Anfang Dezember sollen in Nizza die Gipfelvertreter eine Revision des EU-Vertrags, die
Reform der EU-Institutionen, einen Grundrechtekatalog und die Osterweiterung - aber auch
über Kriterien eines neuen Sozialsystems in Europa, entscheiden.
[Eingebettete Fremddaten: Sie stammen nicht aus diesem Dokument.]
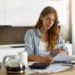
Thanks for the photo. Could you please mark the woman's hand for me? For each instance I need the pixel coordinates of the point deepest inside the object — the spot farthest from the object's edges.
(46, 59)
(56, 51)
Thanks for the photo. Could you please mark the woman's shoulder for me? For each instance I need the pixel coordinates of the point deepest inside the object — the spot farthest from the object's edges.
(60, 39)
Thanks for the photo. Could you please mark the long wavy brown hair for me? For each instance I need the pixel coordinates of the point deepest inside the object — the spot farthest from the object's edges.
(53, 32)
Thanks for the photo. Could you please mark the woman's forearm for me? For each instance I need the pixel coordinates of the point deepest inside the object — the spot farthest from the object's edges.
(32, 57)
(64, 52)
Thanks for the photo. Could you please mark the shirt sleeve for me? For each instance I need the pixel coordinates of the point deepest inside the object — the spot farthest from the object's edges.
(29, 42)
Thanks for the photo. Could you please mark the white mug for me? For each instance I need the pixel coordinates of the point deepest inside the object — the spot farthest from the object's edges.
(24, 57)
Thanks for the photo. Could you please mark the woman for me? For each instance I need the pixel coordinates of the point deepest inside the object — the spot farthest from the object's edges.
(40, 41)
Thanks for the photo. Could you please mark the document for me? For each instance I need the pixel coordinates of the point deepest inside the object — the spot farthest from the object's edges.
(62, 57)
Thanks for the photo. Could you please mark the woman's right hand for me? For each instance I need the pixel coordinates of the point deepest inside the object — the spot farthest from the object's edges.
(46, 59)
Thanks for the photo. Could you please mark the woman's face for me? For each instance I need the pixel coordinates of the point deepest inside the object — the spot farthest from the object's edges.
(48, 21)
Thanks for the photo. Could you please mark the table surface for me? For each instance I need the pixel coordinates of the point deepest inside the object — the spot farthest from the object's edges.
(66, 72)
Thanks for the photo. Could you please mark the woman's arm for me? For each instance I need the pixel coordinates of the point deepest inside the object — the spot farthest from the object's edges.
(57, 51)
(42, 59)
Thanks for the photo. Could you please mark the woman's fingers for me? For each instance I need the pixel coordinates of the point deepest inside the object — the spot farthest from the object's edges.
(50, 59)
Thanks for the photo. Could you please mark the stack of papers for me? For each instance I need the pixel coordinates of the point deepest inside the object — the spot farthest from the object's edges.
(52, 67)
(62, 57)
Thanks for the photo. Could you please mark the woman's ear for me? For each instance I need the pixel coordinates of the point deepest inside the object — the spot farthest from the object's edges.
(41, 17)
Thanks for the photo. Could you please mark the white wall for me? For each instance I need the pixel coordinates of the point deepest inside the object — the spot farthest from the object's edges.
(26, 12)
(73, 25)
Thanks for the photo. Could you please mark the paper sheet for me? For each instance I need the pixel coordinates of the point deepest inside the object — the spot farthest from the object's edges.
(62, 57)
(50, 69)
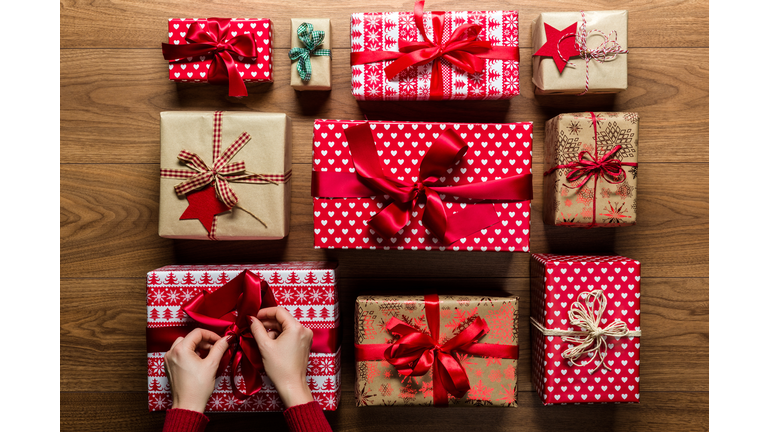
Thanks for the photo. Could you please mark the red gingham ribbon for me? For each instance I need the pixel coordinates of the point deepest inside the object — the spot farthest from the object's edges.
(606, 51)
(588, 166)
(221, 173)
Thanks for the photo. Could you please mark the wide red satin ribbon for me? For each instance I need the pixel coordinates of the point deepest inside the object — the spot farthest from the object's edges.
(445, 151)
(225, 312)
(414, 352)
(610, 169)
(467, 54)
(213, 38)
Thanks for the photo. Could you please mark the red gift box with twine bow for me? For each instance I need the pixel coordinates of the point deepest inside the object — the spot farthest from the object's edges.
(585, 328)
(228, 51)
(422, 186)
(219, 298)
(435, 55)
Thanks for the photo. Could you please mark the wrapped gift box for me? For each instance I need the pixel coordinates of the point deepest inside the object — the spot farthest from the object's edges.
(495, 153)
(320, 78)
(492, 380)
(197, 68)
(262, 187)
(306, 289)
(577, 191)
(388, 32)
(565, 283)
(550, 73)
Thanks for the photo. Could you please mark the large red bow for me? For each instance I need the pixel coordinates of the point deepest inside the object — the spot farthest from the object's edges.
(462, 49)
(212, 37)
(414, 353)
(445, 151)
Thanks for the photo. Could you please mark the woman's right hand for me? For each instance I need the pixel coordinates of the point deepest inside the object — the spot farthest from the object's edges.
(284, 345)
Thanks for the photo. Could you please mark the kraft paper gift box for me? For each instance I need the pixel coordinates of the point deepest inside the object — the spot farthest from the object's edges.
(581, 304)
(253, 161)
(584, 189)
(306, 289)
(320, 77)
(551, 75)
(194, 54)
(476, 360)
(474, 71)
(422, 186)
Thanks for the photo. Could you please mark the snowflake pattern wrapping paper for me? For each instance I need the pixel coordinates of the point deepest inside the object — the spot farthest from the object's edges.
(495, 151)
(557, 282)
(306, 289)
(492, 381)
(602, 200)
(370, 32)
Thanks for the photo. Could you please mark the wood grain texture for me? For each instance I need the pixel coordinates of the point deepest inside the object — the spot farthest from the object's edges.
(114, 84)
(109, 229)
(103, 345)
(127, 411)
(143, 24)
(111, 102)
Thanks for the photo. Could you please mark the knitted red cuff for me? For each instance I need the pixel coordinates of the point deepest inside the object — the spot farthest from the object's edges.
(307, 417)
(181, 420)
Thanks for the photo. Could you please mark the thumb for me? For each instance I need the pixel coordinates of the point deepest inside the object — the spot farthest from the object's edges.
(218, 349)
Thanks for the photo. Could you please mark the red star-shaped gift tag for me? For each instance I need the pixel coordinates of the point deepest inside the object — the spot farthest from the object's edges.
(567, 45)
(204, 206)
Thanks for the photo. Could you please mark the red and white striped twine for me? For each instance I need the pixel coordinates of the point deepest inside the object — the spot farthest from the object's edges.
(606, 51)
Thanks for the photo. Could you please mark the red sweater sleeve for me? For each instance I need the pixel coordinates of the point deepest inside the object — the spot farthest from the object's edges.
(306, 418)
(181, 420)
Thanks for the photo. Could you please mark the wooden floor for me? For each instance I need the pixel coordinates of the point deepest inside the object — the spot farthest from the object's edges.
(114, 84)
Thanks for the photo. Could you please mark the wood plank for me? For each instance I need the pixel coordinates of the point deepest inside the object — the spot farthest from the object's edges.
(109, 229)
(103, 321)
(111, 100)
(668, 411)
(141, 24)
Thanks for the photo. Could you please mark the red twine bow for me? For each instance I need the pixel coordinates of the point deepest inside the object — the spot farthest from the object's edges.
(414, 353)
(445, 151)
(225, 312)
(462, 49)
(610, 169)
(212, 37)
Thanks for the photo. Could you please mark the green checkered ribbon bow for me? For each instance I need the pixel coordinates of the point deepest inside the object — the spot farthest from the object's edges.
(311, 39)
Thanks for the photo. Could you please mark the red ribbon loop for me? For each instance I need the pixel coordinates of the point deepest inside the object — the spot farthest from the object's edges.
(213, 38)
(445, 151)
(462, 49)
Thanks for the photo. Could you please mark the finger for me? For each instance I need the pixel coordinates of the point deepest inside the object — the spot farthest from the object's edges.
(282, 316)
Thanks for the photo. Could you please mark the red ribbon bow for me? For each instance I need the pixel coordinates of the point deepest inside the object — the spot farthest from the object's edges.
(445, 151)
(462, 49)
(414, 353)
(213, 38)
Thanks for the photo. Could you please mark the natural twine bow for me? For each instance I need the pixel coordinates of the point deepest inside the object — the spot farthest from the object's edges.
(592, 341)
(608, 50)
(312, 40)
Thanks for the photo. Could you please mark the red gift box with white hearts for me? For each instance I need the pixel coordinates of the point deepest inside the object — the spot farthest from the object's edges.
(306, 289)
(251, 69)
(496, 152)
(386, 31)
(567, 291)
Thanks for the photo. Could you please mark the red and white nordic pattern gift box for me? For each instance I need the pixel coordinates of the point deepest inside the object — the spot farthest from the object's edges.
(556, 282)
(380, 31)
(306, 289)
(258, 69)
(495, 151)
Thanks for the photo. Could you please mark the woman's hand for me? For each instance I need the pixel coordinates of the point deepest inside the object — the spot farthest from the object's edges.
(191, 366)
(285, 352)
Birgit Koch, Redaktion Hamburg - Vergleichbar undemokratisch wie WTO, IWF und
Weltbank auch in Prag weitere Feineinstellungen zur Umverteilung von Arm zu Reich
justieren, will die EU-Kommission mit gänzlicher Ignoranz gegenüber den Interessen der
Bevölkerung ihren Liberalisierungskurs durchsetzen. Im vorauseilenden Gehorsam als
Erfüllungsgehilfe der Großindustrie soll hinter dem Rücken gewählter Volksvertreter
beschlossen werden: Der Ausbau der Wettbewerbsfähigkeit, vor allem in Konkurrenz zu den
USA, die Deregulierung der Märkte und als Globalcredo die Steigerung der Macht der
Wirtschaft gegen die der Regierungen, sind paradoxerweise die Zentralvorgaben in den
Staaten der EU und vorbereitend auch schon in den Beitrittsländern. Die angestrebte
florierende Konjunktur und damit die steigenden Profite werden so zum Transmissionsriemen
der Selbstentmachtung der vermeintlich staatlichen Demokratien. Hier vollzieht sich, was
in den Gremien der OECD von langer Hand vorbereitet und geplant wurde.
Bei all dem wird der Informationsstand der
Bevölkerung nach wie vor gleich Null gehalten. Weit ausladend werden die individuellen
Vorzüge einer europaweiten Marktwirtschaft versprochen. Unter dem realen Druck der
unterschiedlichen sozialen und kulturellen Arbeits- und Lebensbedingungen, mit dem Zwang
zur Rendite werden diese dann gegeneinander ausgespielt indem der niedrigste Level des
Einzelfalls zum wohlfeilen Standard aller gemacht werden soll. Statt des breiten
Wohlstands wird hier die Verengung auf die Interessen des Reichtums betrieben.
Unterstützend auf höchster Ebene der EU, wo Entscheidungsträger von Wirtschaft und
Regierung von jeglicher demokratischen Kontrolle ungestört walten und schalten können,
wird so die europäische Variante des Internationalen Lobbyismus institutionalisiert.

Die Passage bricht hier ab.